Para o poeta português, a escrita abre brechas para além da precariedade de nossa condição. É a partir
desse feito que Agostinho Baptista irá sublinhar as possibilidades do devaneio poético, desbravando os
limites do tempo e do espaço e configurando a vida numa espécie de eternidade lírica, viva pela poesia. O
lirismo surge como um brado de louvor à existência e uma forma de perenizar o homem, possibilitando
não somente ao poeta, mas também ao leitor, a capacidade de empreender uma catarse de suas angústias
existenciais. Conforme Maurice Blanchot, todo ato de escrita é um desvendar da morte. Se, conforme Karl
Jaspers, morrer é uma anti-experiência, a alteridade impossível de ser transposta pelo pensamento
racional, a literatura permite-nos, pelo onirismo, sondar esse liame do indizível, essa fronteira sem limites.
Além do mito e da religião, poderíamos também incluir a arte como forma de elaboração desse silêncio,
dessa impossível realidade da morte. Em muitos autores, portanto, a poesia torna-se uma elaboração
simbólica da morte, uma forma de captar esse momento de nulidade, transformando-o em arte.

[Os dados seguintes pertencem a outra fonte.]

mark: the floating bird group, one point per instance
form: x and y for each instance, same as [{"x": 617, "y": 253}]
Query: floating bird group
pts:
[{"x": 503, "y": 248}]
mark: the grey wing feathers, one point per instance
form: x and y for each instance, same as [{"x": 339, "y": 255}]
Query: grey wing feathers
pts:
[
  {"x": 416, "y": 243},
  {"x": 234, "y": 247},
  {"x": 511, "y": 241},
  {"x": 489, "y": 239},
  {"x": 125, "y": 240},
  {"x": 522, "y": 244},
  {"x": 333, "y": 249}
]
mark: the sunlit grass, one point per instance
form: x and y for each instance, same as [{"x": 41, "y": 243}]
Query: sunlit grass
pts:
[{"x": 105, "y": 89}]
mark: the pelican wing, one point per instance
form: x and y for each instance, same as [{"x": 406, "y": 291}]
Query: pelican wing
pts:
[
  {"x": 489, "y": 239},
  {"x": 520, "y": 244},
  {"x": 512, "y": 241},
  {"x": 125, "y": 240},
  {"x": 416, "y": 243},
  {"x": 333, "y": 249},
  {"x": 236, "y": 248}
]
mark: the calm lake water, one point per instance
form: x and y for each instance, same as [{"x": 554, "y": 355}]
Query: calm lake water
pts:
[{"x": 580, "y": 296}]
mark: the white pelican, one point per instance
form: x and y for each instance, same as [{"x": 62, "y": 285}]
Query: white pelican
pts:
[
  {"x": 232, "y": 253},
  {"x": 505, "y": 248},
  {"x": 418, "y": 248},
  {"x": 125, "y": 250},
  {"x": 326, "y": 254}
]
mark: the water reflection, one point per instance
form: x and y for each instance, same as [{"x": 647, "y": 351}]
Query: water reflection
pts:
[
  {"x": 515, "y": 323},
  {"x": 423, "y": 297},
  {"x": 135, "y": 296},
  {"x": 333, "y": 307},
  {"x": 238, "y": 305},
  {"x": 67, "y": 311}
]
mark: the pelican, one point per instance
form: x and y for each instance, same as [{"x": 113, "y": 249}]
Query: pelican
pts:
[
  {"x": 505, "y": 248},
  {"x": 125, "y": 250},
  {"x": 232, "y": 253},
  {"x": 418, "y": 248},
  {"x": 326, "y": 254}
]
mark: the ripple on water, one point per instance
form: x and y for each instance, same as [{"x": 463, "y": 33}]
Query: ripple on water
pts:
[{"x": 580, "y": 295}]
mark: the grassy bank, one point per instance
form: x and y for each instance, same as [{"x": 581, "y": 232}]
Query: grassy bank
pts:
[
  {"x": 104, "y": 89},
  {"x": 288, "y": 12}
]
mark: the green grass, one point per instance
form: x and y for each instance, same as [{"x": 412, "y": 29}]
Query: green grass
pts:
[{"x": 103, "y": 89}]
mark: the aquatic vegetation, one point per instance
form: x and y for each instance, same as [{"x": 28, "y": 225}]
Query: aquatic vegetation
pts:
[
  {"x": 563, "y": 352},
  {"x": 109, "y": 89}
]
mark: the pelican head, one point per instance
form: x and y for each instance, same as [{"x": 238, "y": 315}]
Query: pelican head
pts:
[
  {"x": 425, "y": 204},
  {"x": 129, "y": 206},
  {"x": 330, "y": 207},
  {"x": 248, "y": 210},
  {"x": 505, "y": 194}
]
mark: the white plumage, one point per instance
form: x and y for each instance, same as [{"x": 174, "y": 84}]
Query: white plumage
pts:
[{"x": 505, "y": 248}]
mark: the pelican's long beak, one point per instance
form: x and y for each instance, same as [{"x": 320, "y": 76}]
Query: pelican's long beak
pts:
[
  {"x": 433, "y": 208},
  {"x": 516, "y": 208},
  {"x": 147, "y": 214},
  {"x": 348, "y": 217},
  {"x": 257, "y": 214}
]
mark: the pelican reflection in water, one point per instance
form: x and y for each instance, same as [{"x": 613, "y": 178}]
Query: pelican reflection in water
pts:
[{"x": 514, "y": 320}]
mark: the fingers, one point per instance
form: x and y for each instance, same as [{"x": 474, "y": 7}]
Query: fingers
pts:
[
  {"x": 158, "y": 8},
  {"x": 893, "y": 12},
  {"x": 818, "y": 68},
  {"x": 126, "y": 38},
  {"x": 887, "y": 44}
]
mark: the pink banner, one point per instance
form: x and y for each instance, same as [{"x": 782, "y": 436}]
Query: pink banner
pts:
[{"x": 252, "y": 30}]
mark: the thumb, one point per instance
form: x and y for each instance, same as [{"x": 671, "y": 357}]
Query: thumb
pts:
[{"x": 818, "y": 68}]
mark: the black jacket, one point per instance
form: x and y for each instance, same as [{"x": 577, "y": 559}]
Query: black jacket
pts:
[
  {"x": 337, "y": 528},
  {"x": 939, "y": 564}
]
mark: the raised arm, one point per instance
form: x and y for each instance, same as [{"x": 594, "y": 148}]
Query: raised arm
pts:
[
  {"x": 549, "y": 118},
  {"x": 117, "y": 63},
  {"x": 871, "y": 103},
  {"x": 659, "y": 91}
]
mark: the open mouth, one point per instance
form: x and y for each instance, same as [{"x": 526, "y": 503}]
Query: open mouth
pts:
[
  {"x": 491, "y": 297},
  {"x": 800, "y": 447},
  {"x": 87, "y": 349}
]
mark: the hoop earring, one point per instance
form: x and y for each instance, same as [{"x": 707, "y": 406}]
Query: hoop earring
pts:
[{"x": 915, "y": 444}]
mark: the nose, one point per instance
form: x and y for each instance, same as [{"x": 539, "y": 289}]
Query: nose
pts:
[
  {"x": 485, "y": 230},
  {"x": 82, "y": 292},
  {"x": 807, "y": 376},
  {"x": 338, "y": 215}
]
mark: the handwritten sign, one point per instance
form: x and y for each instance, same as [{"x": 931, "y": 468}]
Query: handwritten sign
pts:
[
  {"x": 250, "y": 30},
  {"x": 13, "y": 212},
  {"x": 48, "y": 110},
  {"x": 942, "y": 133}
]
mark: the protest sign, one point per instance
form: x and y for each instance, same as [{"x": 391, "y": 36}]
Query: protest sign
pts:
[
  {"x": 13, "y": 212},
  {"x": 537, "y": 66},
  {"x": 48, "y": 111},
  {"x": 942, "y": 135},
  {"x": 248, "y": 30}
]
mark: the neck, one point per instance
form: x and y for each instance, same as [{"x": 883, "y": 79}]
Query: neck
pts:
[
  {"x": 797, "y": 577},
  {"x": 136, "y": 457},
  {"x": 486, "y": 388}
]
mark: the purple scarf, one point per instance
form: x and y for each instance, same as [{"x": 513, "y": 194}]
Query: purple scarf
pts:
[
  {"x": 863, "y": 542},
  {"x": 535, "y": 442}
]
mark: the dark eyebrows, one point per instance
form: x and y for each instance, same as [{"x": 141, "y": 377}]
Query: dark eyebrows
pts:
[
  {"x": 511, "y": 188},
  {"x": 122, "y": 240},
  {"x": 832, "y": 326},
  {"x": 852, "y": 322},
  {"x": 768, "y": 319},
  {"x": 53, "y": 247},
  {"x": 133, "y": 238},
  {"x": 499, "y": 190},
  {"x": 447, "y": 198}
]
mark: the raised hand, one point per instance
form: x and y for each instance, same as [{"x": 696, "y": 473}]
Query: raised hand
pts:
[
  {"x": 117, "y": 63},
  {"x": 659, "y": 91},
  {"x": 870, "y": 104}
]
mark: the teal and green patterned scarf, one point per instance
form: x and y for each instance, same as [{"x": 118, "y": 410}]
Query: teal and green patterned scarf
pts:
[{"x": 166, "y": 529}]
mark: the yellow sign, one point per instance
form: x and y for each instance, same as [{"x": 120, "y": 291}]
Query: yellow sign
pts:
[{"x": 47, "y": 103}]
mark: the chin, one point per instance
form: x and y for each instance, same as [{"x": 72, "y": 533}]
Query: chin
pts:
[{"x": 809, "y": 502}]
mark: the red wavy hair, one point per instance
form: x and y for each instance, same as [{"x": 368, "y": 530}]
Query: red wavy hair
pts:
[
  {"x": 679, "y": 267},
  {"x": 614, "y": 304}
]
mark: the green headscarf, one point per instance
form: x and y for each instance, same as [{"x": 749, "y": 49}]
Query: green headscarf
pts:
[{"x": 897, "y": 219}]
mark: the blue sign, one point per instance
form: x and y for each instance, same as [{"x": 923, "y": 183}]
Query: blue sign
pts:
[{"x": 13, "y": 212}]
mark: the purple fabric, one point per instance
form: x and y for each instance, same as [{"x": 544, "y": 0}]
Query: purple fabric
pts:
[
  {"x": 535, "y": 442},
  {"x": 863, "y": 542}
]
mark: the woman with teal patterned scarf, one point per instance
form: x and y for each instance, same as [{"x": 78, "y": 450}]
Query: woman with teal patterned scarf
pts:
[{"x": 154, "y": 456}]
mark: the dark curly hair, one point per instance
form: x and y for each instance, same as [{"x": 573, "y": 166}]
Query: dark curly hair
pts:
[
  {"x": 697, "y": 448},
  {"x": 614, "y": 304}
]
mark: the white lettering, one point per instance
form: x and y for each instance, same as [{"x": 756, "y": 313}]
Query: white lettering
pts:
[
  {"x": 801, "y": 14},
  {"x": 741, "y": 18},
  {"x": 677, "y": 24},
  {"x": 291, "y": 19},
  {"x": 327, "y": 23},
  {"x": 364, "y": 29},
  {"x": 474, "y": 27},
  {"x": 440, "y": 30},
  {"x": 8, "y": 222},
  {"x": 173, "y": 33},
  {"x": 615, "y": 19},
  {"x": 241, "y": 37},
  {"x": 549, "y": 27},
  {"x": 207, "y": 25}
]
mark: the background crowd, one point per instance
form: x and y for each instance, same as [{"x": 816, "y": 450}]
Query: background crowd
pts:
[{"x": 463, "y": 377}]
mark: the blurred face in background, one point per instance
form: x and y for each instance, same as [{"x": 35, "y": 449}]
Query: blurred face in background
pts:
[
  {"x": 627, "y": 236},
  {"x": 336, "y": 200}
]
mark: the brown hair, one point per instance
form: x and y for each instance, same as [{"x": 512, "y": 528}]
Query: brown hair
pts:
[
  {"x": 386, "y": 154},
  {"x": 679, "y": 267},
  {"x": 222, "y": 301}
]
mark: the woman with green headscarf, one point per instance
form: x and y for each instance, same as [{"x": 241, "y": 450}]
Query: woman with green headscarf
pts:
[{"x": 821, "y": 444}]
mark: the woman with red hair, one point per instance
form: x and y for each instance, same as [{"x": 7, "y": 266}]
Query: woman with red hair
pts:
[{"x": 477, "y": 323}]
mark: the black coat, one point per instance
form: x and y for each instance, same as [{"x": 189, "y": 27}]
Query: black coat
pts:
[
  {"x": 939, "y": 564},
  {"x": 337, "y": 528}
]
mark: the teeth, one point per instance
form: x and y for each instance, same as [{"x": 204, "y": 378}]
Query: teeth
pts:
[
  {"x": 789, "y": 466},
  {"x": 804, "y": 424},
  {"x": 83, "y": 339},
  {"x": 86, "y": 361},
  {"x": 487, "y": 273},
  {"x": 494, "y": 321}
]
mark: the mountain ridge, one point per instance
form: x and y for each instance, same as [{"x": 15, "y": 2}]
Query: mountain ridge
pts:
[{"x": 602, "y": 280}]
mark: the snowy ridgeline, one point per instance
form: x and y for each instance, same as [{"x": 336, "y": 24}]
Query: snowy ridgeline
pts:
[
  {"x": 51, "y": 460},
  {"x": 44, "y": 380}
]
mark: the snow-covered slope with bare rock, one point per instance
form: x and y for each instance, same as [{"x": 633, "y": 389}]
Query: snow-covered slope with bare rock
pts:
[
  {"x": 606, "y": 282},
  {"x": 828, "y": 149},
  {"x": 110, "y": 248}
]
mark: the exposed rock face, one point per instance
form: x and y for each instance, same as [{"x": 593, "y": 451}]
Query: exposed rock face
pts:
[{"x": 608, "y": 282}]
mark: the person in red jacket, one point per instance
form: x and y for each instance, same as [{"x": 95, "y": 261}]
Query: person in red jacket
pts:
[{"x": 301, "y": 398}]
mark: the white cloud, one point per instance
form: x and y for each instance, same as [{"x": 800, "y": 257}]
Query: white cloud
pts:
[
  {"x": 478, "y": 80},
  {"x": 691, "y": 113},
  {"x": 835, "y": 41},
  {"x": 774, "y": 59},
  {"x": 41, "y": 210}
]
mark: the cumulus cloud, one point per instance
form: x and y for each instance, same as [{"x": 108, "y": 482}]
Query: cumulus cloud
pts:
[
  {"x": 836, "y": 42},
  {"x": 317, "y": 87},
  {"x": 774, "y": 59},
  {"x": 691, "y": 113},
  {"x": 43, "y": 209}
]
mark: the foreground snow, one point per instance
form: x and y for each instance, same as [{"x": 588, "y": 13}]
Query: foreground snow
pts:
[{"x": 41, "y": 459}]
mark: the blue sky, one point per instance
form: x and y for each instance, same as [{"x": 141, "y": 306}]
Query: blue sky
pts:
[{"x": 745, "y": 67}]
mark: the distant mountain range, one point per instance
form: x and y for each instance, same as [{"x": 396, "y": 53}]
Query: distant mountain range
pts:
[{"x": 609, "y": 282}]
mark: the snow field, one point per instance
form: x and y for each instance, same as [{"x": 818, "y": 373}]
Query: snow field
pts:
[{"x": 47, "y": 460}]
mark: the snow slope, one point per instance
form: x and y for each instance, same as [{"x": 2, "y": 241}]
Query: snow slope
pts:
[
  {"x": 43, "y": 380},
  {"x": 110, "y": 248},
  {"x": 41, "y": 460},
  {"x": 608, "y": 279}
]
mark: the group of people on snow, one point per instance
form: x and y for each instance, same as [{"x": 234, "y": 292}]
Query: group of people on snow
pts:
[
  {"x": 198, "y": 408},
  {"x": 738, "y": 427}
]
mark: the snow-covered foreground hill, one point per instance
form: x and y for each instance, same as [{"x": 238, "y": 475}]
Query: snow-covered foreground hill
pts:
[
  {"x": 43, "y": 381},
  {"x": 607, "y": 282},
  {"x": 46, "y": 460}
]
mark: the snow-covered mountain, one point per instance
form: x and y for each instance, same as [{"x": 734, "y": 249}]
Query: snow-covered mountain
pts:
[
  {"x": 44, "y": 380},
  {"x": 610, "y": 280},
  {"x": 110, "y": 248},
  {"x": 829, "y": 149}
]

Confrontar a morte pela poesia é, assim, uma experiência fundamental para o homem, pois através da
palavra ele consegue esmiuçar a angústia da finitude, o medo da dissolução, sublimando-as pela palavra
simbólica e lírica.
Palavras-Chave: José Agostinho Baptista. Finitude. Lirismo. Melancolia.
1 Doutorando em literatura portuguesa pela USP, professor de literaturas de língua portuguesa da UEG/ Morrinhos.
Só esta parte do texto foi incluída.